Edited to say, sorry for the novel and thanks for reading if you made it through.
I would like to point out that women choosing pain medication and/or labor augmentation (pitocin etc) are not some kind of persecuted minority. In either of the two hospitals I could deliver in over 90% of women go down that route. Women wanting natural childbirth are the ones who have to fight for their rights, and fight hard, to be ‘allowed’ to do things naturally. Setting up more roadblocks, taking away more of our language, is harmful to us, and it limits everyone’s choices.
Telling women that getting pitocin and an epidural is exactly the same as not getting these things is ludicrous. All interventions have positives and negatives (please notice I said positives) and by acting like they don’t many women don’t know to ask or read about these things.
Every thread I read where someone asks about options or experiences with natural childbirth, she is answered with hateful and patronizing comments about using the word natural, as are many of the people who respond with positive stories about their own natural childbirth. We are not allowed to use the word empowered for our birth experiences, not allowed to discuss known medical complications of interventions (even if we also bring up the positives of the interventions) and not allowed to be proud of the choices we made, all because they are different from what the majority is doing.
To act like these things don’t have an impact on childbirth choices is simply untrue. In the USA the rate of medicated deliveries nears 90%, c-section rate is well over 30% (it is 50% at my nearest hospital) and the regulations about what is allowed keep getting stricter. I want no say in how you have your baby, my only wish is that you have all the information and options that you want. I wish you all felt the same about mine.
All childbirth is beautiful and wonderful and all babies born healthy are a miracle, and all the ones who need help are even more so.
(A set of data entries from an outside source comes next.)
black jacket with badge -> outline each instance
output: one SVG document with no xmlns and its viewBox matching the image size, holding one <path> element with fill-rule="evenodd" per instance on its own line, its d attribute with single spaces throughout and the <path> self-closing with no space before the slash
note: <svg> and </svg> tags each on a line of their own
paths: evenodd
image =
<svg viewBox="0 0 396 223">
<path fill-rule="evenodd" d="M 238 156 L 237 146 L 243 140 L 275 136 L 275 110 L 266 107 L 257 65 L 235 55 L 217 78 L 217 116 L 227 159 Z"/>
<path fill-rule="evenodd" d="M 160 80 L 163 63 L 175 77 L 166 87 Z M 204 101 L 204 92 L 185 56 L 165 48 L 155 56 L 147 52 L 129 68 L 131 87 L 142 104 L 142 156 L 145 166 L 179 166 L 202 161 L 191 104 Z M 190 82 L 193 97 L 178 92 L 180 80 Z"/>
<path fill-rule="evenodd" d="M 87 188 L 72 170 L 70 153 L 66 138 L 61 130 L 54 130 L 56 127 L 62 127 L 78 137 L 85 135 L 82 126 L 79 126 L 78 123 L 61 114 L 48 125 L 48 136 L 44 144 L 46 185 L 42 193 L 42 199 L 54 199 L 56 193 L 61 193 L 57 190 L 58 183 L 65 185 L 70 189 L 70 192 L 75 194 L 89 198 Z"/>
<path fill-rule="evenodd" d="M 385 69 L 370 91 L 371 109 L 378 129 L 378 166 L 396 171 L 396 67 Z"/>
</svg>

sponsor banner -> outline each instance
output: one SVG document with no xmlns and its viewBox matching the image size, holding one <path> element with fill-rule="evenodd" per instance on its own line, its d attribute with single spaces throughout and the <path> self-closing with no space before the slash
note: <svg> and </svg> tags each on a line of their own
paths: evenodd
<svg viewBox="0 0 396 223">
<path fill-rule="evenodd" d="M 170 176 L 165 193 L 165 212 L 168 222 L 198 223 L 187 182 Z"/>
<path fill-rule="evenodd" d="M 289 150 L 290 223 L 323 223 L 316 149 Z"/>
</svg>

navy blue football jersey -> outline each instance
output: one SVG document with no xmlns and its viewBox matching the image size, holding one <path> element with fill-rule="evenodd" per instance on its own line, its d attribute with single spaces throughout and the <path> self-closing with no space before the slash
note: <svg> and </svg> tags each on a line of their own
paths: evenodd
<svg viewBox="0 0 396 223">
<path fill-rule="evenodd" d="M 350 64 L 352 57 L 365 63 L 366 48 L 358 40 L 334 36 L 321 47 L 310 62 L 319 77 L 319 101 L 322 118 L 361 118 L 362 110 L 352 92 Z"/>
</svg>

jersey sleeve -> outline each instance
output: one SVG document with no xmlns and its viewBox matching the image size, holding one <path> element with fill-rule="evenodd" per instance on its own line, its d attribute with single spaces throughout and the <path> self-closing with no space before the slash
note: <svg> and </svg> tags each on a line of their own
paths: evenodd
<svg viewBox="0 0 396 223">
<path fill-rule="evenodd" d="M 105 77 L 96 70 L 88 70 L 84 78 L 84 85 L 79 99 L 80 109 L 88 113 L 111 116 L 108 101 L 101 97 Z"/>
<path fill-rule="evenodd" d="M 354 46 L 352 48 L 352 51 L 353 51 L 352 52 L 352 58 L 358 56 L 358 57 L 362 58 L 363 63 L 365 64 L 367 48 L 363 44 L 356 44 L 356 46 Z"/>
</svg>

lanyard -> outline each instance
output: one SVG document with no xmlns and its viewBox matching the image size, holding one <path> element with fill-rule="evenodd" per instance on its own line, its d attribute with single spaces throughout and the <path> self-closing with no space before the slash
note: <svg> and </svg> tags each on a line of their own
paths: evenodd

I don’t think anyone reading anything I have ever written could doubt for a second that I think that. Good luck to all in whatever choices you make, wishing you the healthiest and happiest deliveries and babies!
I have never seen anyone on here ridiculed for their birth plans. Each woman does whatever they need to in order to have their baby.
It's time to let this go, continue with your beliefs and allow others to do the same, and do whatever is right for you in your birthing plan.
You do realize that many women go into labour "planning" on an intervention free birth, but are denied it because of many many reasons that can get in the way it complicate things that no one has control over, right?
Have you ever considered that by belittling woman who tell a medicated birth story, you may just be pushing women who are upset with themselves for not achieving their "planned" birth, further in their own disappointment? You may say you are not doing this or that belittling is not your intention, but all of the pushback to your comments should tell you that the way you come across. I think the point here is you need to stop acting as though anyone choice is better than another. And remember that we have no idea what really goes on in the lives of other people. Not everyone gets their ideal birth plan, and not every woman feels it important to them to have an intervention free delivery. Who are any of us to judge, or suggest our way is more correct?
DD - January 2016
"The term "natural childbirth" was coined by obstetrician Grantly Dick-Read upon publication of his book Natural Childbirth in the 1930s, which was followed by the 1942 Childbirth Without Fear."
For those that don't like the term "natural childbirth" take it up with him.